To truly align the CCFF with the government’s commitment to ‘build back better’ and match the public’s overwhelming desire for conditions to be attached to financial support, there are five steps the Bank and the Treasury must take to reform the scheme:
Implement new restrictions on senior pay and a one year ban on dividend payments.
Require participating companies to guarantee: (i) no lay-offs while the Coronavirus Job Retention Scheme (CJRS) is in place; (ii) immediately make room for workers on company boards; and (iii) include trade unions in any future restructuring of the workforce when the CJRS comes to an end.
Require each company to outline credible net-zero carbon plans in line with the Paris Agreement, and commit to disclosing their climate risks.
Outline clear consequences for failure to comply with the conditions of the CCFF, such as fines or less favourable terms and conditions in future bailout schemes.
And finally, enhance the transparency of the CCFF by publishing: (i) total amounts borrowed by each company since the start of the scheme; (ii) detailed explanations of how loan amounts are agreed upon; and (iii) all communication with companies explaining how conditions are being met.

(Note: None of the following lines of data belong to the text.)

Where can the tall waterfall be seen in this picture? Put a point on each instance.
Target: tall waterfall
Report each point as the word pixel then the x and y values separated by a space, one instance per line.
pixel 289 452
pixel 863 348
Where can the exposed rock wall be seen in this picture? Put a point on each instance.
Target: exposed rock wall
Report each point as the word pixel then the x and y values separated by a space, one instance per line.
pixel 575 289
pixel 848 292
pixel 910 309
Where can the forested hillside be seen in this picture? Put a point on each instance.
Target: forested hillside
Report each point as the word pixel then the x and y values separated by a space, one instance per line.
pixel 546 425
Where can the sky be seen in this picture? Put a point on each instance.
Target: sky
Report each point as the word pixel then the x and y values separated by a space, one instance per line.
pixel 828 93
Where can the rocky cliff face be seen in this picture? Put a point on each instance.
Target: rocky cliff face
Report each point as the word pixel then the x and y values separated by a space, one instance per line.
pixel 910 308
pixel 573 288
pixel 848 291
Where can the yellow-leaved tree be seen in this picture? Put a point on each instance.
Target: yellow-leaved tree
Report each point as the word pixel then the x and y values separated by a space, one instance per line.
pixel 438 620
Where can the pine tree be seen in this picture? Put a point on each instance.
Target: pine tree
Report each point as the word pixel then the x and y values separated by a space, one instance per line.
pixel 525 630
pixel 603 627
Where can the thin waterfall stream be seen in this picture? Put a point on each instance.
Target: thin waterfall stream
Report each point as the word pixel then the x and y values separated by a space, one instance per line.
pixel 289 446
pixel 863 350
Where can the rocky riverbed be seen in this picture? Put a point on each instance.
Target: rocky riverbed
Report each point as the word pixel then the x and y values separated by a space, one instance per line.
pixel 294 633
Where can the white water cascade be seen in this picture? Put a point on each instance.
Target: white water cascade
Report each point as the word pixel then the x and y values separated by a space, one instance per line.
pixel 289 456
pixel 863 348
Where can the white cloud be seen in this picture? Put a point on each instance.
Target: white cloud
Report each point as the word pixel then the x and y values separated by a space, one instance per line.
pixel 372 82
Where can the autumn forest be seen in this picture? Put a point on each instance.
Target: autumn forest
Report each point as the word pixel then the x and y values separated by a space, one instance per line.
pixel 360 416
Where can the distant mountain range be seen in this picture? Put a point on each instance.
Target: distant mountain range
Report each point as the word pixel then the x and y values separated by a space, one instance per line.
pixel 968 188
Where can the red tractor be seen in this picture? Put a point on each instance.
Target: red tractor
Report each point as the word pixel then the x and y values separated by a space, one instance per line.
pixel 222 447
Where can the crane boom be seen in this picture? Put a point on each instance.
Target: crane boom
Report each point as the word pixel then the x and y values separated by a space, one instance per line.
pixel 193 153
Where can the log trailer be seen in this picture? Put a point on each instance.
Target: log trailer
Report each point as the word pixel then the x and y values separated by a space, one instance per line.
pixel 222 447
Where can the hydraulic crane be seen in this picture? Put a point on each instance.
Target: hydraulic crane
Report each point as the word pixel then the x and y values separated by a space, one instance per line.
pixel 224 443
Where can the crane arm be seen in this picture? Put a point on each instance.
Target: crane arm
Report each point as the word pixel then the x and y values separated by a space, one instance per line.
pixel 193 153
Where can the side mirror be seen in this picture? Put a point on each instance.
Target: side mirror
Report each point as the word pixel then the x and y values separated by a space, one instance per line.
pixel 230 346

By offering Britain’s biggest corporations exclusive access to cheap funding with no strings attached, the Bank of England and the Treasury are going against the public’s wishes and undermining their commitments to a fair and green recovery. It is completely unacceptable that large companies, including some of the world’s biggest polluters, are benefiting from public funds while paying out dividends, laying off workers, and failing to make credible zero-carbon commitments. The Bank and the Treasury must act fast and apply enforceable social and environmental conditions to the CCFF, to secure greater protection for workers and strong commitments to Paris-aligned climate-friendly business models.
Transparency is a crucial pillar of a functioning democracy – and is especially important wherever the use of public funds is involved. To avoid deepening the already vast democratic deficit at the Bank of England, the CCFF must be made as transparent as possible.
The CCFF is in urgent need of improvement. A first step would be halting these no-strings-attached bailouts, which you can demand too by signing our petition and sharing the video below. But if the government and the Bank really want to listen to the public’s wishes, and are seriously committed to building back better with a green and fair recovery, they must go further and urgently implement all our recommendations, before it’s too late.